Metropolitan News-Enterprise
Tuesday, Jan. 13, 2000
Page 1


Judge Approves Candidate's Use of 'Professor' Designation on Ballot
 


By KENNETH OFGANG, Staff Writer

A South Bay Municipal Court commissioner running for the Los Angeles Superior Court may be listed as a "Court Commissioner/Professor" on the March 7 primary ballot, a Superior Court judge ruled yesterday.

Judge David Yaffe said voters would not likely be misled by the ballot designation chosen by Commissioner Douglas G. Carnahan, who teaches a course for paralegals at El Camino Community College in Torrance.

Carnahan is running against Deputy District Attorney Katherine Mader and Superior Court Referee Jeffrey Marckese for the seat of Judge Richard Montes, who chose not to run for reelection. The Superior Court vote is countywide.
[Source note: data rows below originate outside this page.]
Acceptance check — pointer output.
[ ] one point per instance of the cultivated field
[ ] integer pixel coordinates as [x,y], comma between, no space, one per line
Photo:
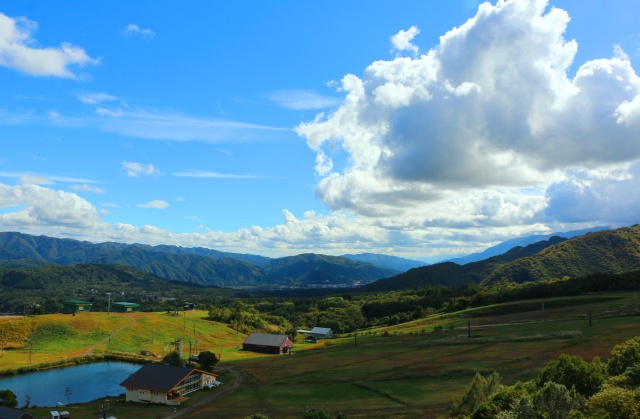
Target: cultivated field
[405,371]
Mader was the first person to serve as the Los Angeles Police Department's inspector general, a job created as part of the Christopher Commission reforms instituted to increase civilian oversight of the police in the wake of the Rodney King incident.

'Principal Professions'

Elections Code Sec. 13107 allows candidates to list themselves on the ballot according to their "principal professions, vocations or occupations." Mader filed a writ petition challenging Carnahan's right to refer to himself as a professor, noting that the college reserves that title for full-time tenured faculty members.

But Yaffe said Carnahan could use the title because he has "substantial and significant" involvement with the college, devoting five to eight hours a week to the $4,000-a-year position.
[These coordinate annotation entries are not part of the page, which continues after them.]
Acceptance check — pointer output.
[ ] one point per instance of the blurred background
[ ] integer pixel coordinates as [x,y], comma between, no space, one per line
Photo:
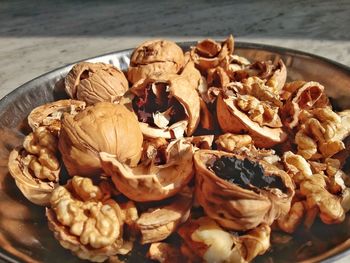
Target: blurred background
[38,36]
While it is the "custom and practice" of colleges to establish a "pecking order of teachers," Yaffe said, the average voter thinks of a professor simply as "someone who teaches at an institution of higher learning." Because that is "one of the established meanings" of the word, the judge said, it is not misleading for someone who teaches at a college to call himself or herself a professor, even if that isn't the person's official title.

Vocational School

Mader, who noted that the program in which Carnahan teaches doesn't lead to the granting of an academic degree, raised the specter of a candidate who "teaches auto mechanics at a vocational school" running for office as a "professor." But while "you can quibble about what is an institution of higher learning," Yaffe opined, a community college clearly qualifies.

The decision, Carnahan said, was "what we expected," adding that he "never thought we did anything misleading."

Mader told the MetNews she thought the judge was wrong, but didn't think it would be wise to spend time and money appealing the ruling to a higher court. To affect this year's ballot, such an action would have to be taken immediately, as the county has indicated that the ballot must be finalized by today in order to be printed on time.

Carnahan's lawyer, Bradley Hertz, had asked for attorney fees in his court papers—pursuant to the private attorney general statute—but indicated after the hearing that he would probably not pursue the matter. Such fees are rarely awarded to a responding party, he noted.